When I was growing up, pretty much every child wanted to be an astronaut. But, with the winding down of the American Space Programme since the last Space Shuttle mission in 2011, the concept of space exploration seems to have lost its hold on the public imagination.
But, if you wanted to re-ignite anyone's interest in Space, you just have to send them to the fantastic Kennedy Space Center in Florida – a place that combines being an education centre, a high-tech theme park, and a literally space age working facility. Witnessing all these different facets in one place made for an inspiring day, where we marvelled at the skill, the bravery, the ingenuity, the technology, and the sheer daring to put man into space.
The people behind the Visitors Centre have clearly learnt a lot from the other Orlando theme parks like Disney World and Universal Studios – the whole place resounds to a stirring background theme tune that was a cross between Apollo 13 and Star Wars, while the slick films use state of the art technology to bring the wonders of space travel and rocket science to life, and the passionate voiceovers draw you into the excitement of the space race.

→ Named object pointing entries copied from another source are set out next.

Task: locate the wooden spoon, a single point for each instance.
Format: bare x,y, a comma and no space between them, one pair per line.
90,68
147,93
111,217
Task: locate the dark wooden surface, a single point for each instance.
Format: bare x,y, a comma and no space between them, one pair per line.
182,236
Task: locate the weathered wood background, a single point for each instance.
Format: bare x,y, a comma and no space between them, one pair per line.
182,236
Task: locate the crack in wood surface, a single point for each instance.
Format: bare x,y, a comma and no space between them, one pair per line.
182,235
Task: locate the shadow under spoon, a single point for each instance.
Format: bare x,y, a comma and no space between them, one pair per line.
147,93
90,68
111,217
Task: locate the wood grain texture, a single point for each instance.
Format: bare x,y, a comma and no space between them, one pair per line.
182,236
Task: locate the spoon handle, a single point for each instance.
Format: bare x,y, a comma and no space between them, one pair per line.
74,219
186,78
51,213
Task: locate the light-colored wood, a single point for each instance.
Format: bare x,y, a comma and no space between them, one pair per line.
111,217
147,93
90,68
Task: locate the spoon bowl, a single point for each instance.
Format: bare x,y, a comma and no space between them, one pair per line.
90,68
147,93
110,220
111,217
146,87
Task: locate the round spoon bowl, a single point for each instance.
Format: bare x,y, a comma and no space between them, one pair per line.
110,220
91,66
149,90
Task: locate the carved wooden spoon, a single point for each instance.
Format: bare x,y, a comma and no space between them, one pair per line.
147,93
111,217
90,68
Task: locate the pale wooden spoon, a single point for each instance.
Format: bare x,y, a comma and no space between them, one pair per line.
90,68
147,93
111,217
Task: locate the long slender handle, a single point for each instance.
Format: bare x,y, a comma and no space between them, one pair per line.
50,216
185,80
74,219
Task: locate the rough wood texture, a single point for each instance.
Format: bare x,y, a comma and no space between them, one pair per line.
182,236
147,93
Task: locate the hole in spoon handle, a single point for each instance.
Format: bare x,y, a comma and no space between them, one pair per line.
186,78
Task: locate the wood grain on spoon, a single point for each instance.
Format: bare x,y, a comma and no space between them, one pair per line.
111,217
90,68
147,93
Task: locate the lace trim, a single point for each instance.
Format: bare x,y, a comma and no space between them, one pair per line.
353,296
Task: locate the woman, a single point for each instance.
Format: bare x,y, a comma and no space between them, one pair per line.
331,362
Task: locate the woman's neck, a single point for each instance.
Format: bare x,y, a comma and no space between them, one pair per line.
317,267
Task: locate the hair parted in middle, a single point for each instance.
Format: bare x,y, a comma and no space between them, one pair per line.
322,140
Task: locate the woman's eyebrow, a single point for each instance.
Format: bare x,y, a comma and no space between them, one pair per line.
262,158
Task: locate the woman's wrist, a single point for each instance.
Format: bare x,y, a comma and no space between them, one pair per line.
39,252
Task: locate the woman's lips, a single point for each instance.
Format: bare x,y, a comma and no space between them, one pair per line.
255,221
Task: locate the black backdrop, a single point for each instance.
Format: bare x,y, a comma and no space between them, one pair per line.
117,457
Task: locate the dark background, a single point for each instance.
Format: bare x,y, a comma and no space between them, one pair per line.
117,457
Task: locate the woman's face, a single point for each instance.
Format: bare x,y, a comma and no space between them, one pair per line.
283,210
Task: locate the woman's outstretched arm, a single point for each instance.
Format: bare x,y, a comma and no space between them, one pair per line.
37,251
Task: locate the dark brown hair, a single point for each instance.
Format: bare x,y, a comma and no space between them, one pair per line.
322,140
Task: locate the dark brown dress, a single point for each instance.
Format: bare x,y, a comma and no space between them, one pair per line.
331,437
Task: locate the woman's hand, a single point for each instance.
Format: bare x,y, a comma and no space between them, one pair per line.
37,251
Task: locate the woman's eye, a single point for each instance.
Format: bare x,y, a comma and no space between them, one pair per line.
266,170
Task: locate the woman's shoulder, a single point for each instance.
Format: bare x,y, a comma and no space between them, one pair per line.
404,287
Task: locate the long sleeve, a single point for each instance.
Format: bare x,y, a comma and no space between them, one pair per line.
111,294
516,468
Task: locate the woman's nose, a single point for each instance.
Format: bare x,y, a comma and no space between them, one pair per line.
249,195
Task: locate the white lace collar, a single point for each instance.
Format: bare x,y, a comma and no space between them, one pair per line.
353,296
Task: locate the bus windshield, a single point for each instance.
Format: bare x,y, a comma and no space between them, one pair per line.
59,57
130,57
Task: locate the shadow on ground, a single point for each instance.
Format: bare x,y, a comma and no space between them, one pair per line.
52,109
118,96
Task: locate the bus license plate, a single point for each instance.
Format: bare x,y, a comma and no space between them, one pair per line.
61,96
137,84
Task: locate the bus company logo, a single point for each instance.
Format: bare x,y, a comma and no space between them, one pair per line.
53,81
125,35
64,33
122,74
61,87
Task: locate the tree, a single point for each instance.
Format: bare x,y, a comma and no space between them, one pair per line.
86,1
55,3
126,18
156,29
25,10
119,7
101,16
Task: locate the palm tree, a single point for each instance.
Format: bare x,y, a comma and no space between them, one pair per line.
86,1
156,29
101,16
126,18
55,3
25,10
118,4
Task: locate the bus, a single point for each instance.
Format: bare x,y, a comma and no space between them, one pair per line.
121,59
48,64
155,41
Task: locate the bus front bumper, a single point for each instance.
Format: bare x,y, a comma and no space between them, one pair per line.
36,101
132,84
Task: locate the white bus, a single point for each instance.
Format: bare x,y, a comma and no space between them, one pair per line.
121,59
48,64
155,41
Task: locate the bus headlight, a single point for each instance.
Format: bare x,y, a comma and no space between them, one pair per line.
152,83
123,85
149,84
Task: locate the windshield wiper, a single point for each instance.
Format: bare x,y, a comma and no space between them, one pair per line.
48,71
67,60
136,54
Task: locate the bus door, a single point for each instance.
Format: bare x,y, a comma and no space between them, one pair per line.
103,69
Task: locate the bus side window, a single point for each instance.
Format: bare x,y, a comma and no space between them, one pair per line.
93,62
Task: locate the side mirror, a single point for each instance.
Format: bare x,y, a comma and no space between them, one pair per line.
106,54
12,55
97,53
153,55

But, behind all the impressive gimmicks and staging, what impresses most is the hardware itself – we walked around the Space Shuttle Atlantis, its bodywork scarred by millions of miles of space travel. Just the small details were fascinating – like its super-light tiles that could resist temperatures of over 2,000 degrees centigrade (mind you, some of them cost up to $1million each). To create re-usable technology like this was truly ground-breaking.

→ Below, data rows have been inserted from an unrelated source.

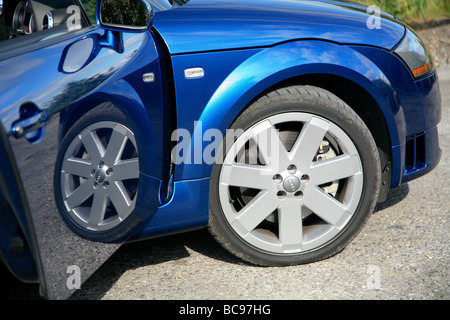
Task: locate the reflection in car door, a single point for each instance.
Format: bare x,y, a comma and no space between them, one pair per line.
38,80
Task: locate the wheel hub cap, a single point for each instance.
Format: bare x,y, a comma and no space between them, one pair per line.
291,184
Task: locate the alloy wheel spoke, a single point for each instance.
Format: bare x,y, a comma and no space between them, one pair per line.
290,222
326,207
80,194
77,166
126,169
98,208
270,146
256,211
93,145
116,145
249,176
120,199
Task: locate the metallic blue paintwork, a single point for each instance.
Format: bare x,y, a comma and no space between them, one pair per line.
265,68
205,25
259,44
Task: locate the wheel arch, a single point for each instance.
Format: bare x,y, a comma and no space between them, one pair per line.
338,69
364,104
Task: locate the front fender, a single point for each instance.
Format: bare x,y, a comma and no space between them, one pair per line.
271,66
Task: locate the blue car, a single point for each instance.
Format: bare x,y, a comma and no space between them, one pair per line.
278,125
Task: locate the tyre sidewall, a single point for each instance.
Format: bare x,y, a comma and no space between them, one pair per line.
344,117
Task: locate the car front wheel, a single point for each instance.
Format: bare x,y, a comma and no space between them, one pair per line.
97,175
297,183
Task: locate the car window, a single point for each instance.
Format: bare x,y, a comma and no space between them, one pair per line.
23,18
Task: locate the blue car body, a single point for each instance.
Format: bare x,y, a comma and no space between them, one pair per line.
260,45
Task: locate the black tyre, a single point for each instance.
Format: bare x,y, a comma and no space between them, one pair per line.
97,176
298,182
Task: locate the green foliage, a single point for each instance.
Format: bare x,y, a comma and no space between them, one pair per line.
414,11
124,12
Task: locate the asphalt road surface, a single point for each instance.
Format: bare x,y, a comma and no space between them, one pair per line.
403,253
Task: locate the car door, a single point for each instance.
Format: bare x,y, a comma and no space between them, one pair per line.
54,67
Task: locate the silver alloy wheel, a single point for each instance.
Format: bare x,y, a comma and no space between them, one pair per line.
99,176
290,184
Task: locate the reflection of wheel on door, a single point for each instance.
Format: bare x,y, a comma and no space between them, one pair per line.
97,175
298,183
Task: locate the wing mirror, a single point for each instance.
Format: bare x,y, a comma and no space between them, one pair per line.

We visited the Heroes and Legends exhibition, where we saw that it really did take the Right Stuff to be one of the early astronauts – you needed an incredible brain and enormous skill, but also a level of bravery that bordered on the reckless. The massive achievements of these people make you feel small by comparison.
One of the highlights was a talk by an astronaut while we had lunch – in this case it was Space Shuttle astronaut, Bruce Melnick. His talk had just the right amount of detail – telling us about the incredible training and skills required, but also filling us in on the mundane details that everyone wants to know about, but is too ashamed to ask – what the food was like, how did they go to the toilet?

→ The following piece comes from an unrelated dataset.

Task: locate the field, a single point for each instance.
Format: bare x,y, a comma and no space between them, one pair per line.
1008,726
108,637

Then we drove around the Kennedy site to see the various launch pads. If the morning had felt like we were visiting a remnant of a glorious past, it was good to be reminded that Kennedy is still working site, and that the space programme is still an ongoing process. Manned missions may be on hold for the time being (although the goal is a mission to Mars in the next decade or so), but rockets are still being launched on a regular basis – in fact, we saw the SpaceX rocket being readied for its launch tomorrow.
Finally, we went to the Saturn V exhibit, which detailed the amazing achievements of the Apollo Moon Landings. Aside from the sheer size of the enormous Saturn V rocket that we walked underneath, it was hard to get your head around what was achieved, given the limited technology of the day. To achieve all this with such rudimentary computing was incredible.
The whole day was a great combination of entertainment and education, presented in an incredibly slick way that just about avoided being cheesy. Whenever the voiceover threatened to head towards hyperbole, it was the incredible achievements and bravery of the NASA astronauts and technicians carried you along.
If only I weren't too old, too cowardly, and too inept, I might start to dream to be an astronaut again.